The World Bank held a Development Marketplace event in Washington D.C. recently. It lasted only two days but its impact may be felt for a long time.
The main lobby of the World Bank’s headquarters in Washington DC, became a global development marketplace. The participants came from Afghanistan, Turkmenistan, India, and Indonesia; 118 social entrepreneurs from 55 countries.
“My name is Ludmila Slavinskaya, and I represent Turkmenistan.“
“My name is Pandu. I come from Indonesia.”
“My name is Keith Aulick, I'm representing Catholic Relief Services - Afghanistan program.”
They brought models, proposals, pumps and prototypes -- sharing information, and hoping to win support for their ideas, devices and projects -- all aimed at benefiting the world's poorest citizens. The event is sponsored primarily by the World Bank, and more than 30 of this year's international participants are returning to their home countries with significant grants for their innovative development proposals.
Among this year’s winners, Jacob Jacobson from Senegal. "We have this in Mozambique,” he says, demonstrating a water well system. “We have this in Zambia, we have it in Zimbabwe. This system only costs five to 25 U.S. dollars, for this system to be put in place.”
Another winner is Keith Aulick. "The project that we're representing today focuses on the introduction of low cost drip irrigation technology into select sites in Western Afghanistan,” says the representative from Catholic Relief Services. “And then using that activity as a catalyst to introduce long term natural resource management planning.”
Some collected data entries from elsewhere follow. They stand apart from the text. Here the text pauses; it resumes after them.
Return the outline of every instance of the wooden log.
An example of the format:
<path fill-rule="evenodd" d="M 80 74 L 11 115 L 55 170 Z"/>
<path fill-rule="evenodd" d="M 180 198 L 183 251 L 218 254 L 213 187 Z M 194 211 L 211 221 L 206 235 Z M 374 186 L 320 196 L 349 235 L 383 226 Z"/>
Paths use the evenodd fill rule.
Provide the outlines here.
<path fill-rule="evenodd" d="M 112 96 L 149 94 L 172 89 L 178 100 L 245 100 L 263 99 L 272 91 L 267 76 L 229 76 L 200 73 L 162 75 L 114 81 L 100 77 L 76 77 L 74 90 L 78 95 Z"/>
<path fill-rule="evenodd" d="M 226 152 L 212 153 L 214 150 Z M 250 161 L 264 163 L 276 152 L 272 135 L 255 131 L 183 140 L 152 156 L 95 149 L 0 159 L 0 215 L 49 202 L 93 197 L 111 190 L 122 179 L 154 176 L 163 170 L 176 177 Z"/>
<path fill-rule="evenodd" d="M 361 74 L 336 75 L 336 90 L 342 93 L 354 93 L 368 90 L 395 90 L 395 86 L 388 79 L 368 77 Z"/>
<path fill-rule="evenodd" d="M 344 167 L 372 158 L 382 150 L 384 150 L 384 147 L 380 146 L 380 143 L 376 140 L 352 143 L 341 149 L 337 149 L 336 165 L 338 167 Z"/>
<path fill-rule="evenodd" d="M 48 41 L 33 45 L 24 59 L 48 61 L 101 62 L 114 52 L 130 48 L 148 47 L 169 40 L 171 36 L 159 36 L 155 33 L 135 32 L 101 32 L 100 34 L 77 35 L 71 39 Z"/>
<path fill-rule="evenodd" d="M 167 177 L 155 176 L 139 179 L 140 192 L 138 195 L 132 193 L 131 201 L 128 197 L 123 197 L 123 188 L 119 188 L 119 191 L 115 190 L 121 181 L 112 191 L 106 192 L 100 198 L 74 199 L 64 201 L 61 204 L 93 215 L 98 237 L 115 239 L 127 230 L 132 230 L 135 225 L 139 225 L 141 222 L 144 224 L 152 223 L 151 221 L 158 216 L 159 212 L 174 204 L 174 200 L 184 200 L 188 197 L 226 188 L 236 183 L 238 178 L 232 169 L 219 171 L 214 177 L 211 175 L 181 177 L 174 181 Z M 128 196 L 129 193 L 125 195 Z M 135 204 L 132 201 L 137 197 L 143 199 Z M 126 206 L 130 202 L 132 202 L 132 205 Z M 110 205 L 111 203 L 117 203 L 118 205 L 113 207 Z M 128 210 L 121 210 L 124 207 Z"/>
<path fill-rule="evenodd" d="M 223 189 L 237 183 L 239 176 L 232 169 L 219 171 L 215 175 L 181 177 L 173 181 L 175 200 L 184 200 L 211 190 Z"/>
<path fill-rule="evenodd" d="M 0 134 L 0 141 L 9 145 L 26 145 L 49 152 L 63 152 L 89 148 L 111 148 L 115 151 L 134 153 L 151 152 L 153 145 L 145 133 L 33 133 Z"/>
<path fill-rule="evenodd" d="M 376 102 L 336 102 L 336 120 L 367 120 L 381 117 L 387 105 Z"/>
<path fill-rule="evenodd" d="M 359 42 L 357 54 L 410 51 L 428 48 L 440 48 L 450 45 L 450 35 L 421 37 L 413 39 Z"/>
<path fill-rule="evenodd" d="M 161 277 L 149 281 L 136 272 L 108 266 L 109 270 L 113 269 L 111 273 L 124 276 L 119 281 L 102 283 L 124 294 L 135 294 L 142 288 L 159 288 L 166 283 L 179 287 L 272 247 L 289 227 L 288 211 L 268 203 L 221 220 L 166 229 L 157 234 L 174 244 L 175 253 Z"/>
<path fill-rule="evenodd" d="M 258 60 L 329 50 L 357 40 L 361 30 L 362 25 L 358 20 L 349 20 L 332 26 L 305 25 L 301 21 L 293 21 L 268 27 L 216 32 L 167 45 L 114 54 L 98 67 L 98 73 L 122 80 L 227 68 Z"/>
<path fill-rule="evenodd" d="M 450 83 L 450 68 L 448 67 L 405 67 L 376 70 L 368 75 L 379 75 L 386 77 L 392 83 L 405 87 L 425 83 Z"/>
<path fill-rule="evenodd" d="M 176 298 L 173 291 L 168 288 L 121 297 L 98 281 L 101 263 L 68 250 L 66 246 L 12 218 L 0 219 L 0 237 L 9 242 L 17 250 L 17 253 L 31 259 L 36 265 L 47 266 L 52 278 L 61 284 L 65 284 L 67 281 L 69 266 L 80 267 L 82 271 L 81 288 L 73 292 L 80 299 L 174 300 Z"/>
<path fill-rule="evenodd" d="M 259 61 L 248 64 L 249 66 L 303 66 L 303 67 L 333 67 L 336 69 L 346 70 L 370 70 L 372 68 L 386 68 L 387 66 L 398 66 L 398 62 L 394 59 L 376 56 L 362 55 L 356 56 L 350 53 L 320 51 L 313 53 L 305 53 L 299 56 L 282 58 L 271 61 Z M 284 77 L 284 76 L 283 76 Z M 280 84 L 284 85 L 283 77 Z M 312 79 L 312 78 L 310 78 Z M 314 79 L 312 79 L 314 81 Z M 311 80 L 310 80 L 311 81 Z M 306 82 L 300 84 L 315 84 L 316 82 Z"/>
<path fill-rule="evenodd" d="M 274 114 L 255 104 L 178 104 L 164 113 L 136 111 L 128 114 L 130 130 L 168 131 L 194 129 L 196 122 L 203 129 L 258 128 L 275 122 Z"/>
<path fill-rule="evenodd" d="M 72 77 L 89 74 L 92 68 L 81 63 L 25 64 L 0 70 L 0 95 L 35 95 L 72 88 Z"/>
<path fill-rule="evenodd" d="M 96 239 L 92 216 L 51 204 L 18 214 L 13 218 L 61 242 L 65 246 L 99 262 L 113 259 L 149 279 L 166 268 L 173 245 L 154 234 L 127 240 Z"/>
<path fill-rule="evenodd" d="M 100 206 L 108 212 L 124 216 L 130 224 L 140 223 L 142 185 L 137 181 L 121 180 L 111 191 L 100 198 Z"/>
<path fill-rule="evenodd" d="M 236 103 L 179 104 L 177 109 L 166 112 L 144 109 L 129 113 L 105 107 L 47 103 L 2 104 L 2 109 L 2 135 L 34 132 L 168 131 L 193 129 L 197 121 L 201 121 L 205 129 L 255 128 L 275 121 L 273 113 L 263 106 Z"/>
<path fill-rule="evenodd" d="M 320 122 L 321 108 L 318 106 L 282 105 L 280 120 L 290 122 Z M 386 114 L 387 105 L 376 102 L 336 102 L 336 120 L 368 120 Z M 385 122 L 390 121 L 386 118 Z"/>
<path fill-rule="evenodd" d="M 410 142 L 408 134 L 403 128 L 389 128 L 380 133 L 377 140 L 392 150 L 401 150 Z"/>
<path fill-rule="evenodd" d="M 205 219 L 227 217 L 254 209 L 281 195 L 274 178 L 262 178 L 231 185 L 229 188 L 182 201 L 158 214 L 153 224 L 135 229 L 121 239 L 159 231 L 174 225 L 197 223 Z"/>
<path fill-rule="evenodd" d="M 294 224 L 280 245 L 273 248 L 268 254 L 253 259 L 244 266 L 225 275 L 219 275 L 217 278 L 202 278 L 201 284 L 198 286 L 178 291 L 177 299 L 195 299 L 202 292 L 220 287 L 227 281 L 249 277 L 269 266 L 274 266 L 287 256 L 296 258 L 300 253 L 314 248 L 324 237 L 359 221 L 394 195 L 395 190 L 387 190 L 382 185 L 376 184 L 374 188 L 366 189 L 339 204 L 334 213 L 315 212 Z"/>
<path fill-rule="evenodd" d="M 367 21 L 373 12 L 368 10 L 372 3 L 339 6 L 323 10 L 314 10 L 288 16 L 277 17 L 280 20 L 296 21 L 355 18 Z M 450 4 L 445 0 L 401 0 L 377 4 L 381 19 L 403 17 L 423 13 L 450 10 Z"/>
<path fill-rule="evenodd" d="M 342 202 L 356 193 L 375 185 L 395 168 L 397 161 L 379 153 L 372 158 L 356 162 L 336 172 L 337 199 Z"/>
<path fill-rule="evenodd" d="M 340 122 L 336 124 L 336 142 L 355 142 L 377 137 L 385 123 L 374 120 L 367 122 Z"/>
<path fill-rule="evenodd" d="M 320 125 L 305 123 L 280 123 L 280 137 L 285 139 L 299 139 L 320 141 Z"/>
“Afghanistan has a rich tradition over thousands of years of natural resource management,” he continued, “but those systems have been degraded and lost ah, over the last thirty-so odd years of war, so it is reintroducing those systems, taking into account the increased pressure on natural resources given the influx of people, that have returned now that the fighting is finally finished. It is an education process but it also involves the introduction of specific technologies and innovation."
Since 1978, the World Bank's Development Marketplace program has awarded participants in excess of $35 million U.S. for more than 570 innovative, groundbreaking projects in more than 70 countries.